Development and Evaluation of Musical Instrument Recognition Algorithms

Gabriel Gomez, Prof. Dr. Björn Eskofier

11/2018 – 03/2019

Music Information Retrieval (MIR) deals with the analysis of music files by using digital audio signal processing [1]. In a first step, a music file as PCM (Pulse Code Modulated) audio signal such as a wave format, usually at 16 or 24 bits per sample at 44,1 kHz sampling frequency is used. If the music files are not already in a pure PCM format such as Mp3 files, they might need to be decoded into the PCM format. The files are then partitioned into frames of 30-100 ms length and analyzed separately both in the time domain and the frequency domain. Features are extracted from each frame, such as the zero-crossing rate or statistical values of the amplitude or squared amplitude (min, max, mean, median) in the time domain, or the fundamental frequency, energy distribution, spectral centroid or harmonic energy ratios in the frequency domain, to name a few. These features give information about the harmonics, pitch, key, tempo, rhythm and other characteristics of a musical piece [2, 3]. Since music is dynamic, these features can change from frame to frame. Thus, also the change of features between 2 or more frames can give important information about a musical piece. Features are usually saved in vectors and matrices and can be analyzed in a mathematical way to find patterns, sequences and dependencies between them. Each musical piece has a very individual digital fingerprint and can be used for song identification, such as is used in software like Shazam, even when only a few seconds of the song are taken for comparison with a feature database.

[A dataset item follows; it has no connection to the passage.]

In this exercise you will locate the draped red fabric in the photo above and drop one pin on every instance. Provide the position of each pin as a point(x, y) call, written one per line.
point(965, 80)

The goal of this bachelor thesis is to firstly find the most significant features for instrument recognition and further adapt and/or develop musical instrument recognition algorithms [4, 5], that can differentiate between different types of instruments such as piano, violin, guitar, trumpet and voice. To develop and evaluate musical instrument recognition algorithms, supervised data will be collected by synthetically creating different versions of several musical pieces, such that for each musical piece a version for each instrument is made using midi files and applying virtual instruments.

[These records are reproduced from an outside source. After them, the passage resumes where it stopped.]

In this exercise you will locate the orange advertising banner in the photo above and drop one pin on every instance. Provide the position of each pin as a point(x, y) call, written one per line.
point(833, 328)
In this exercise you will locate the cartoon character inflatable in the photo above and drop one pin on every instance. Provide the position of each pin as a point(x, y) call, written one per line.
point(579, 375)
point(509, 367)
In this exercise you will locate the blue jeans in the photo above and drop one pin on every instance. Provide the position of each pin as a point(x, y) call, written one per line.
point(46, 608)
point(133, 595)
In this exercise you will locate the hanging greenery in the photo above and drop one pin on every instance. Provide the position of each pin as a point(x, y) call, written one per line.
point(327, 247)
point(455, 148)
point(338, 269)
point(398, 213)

  1. Müller, M. (2007). Information retrieval for music and motion (Vol. 2). Heidelberg: Springer.
  2. Brown, J. C., Houix, O., & McAdams, S. (2001). Feature dependence in the automatic identification of musical woodwind instruments. The Journal of the Acoustical Society of America, 109(3), 1064-1072.
  3. Eronen, A. (2003, July). Musical instrument recognition using ICA-based transform of features and discriminatively trained HMMs. In Signal Processing and Its Applications, 2003. Proceedings. Seventh International Symposium on (Vol. 2, pp. 133-136). IEEE.
  4. Little, D., & Pardo, B. (2008, December). Learning Musical Instruments from Mixtures of Audio with Weak Labels. In ISMIR(Vol. 8, pp. 127-132).
  5. Kobayashi, Y. (2009). Automatic Generation of Musical Instrument Detector by Using Evolutionary Learning Method. In ISMIR (pp. 93-98).